Set environment variables before you run the HSM tool as a local server, which connects to the HSM and serves on the local Unix Domain Socket (UDS).

export P11_TOKEN=HSM slot label
export ChrystokiConfigurationPath=path to the Thales HSM Chrystoki configuration file
export P11_LIB=path to the libCryptoki2.so file for accessing the Thales HSM
export P11_PIN_FILE=path to the file that stores the HSM slot PIN
export SOCKET=/tmp/.hsm-sock
./k8s-kms-plugin serve &

Expect output similar to the following:

The token has been initialized and is reassigned to slot 412789065
INFO Loaded P11 PIN from file: /home/hsm/hsm-credential/pin  line="cmd/serve.go:93"
INFO KMS Plugin Listening on : /var/.hsm-sock  line="cmd/serve.go:119"
INFO Serving on socket: /tmp/.hsm-sock  line="cmd/serve.go:198"
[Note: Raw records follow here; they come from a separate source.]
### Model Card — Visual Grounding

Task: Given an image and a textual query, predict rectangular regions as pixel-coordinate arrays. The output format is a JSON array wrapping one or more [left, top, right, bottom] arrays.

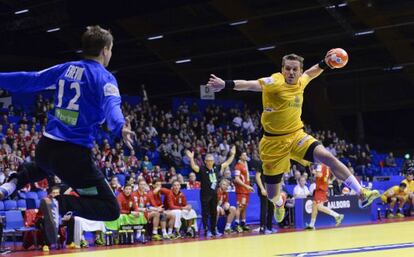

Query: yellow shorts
[[259, 129, 317, 176], [381, 194, 408, 204]]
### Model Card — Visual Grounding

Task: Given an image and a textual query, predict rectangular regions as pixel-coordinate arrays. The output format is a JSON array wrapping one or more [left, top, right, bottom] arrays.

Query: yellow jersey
[[258, 72, 311, 135], [384, 186, 408, 196], [401, 179, 414, 193]]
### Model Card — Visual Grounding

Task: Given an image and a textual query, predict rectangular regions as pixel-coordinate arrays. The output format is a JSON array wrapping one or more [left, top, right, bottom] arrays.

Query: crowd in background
[[0, 93, 414, 248]]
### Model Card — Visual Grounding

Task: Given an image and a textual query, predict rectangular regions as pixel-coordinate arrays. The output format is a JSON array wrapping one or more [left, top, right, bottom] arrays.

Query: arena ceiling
[[0, 0, 414, 148]]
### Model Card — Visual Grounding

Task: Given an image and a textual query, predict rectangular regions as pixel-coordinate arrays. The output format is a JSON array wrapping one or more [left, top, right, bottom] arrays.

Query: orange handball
[[328, 48, 348, 68]]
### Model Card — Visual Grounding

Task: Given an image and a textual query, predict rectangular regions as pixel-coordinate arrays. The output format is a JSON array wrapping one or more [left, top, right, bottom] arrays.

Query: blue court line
[[275, 242, 414, 257]]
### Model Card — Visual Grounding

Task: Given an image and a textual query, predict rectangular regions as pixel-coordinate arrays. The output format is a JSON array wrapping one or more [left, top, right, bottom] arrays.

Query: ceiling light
[[14, 9, 29, 15], [147, 35, 164, 40], [229, 20, 249, 26], [175, 59, 191, 64], [46, 28, 60, 33]]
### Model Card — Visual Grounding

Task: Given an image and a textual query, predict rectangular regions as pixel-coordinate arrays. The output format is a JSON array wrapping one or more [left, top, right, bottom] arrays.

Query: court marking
[[275, 243, 414, 257]]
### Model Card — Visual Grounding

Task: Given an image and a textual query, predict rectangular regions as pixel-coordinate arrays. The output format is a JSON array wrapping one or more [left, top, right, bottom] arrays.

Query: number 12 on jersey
[[55, 79, 81, 126]]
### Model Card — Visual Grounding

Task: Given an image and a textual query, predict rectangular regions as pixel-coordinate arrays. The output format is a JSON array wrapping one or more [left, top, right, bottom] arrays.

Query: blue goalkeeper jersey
[[0, 60, 125, 148]]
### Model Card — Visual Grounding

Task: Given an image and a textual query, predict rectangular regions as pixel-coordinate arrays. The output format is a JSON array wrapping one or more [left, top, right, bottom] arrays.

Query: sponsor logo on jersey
[[104, 83, 120, 97]]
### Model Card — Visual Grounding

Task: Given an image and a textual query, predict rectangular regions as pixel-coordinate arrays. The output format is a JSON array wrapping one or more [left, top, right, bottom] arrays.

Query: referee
[[186, 146, 236, 237]]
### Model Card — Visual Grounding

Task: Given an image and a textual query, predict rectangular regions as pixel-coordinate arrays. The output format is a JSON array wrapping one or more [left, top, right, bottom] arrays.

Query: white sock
[[329, 210, 339, 218], [309, 216, 316, 227], [274, 196, 283, 207], [344, 175, 362, 195], [1, 179, 16, 196]]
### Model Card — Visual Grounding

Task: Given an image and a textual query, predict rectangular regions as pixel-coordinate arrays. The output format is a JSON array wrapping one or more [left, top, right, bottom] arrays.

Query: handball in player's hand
[[325, 48, 348, 69], [207, 74, 225, 92]]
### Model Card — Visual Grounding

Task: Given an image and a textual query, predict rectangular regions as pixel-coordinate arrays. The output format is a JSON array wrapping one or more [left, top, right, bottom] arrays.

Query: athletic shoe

If you don't have a Key Encryption Key (KEK) on the HSM, follow these steps to generate one. Use k8s-kms-plugin as a client to communicate with the HSM tool server. If you want to explicitly specify a KEK ID, you can pass the --kek-id flag in the command. Otherwise, a random KEK ID will be automatically generated.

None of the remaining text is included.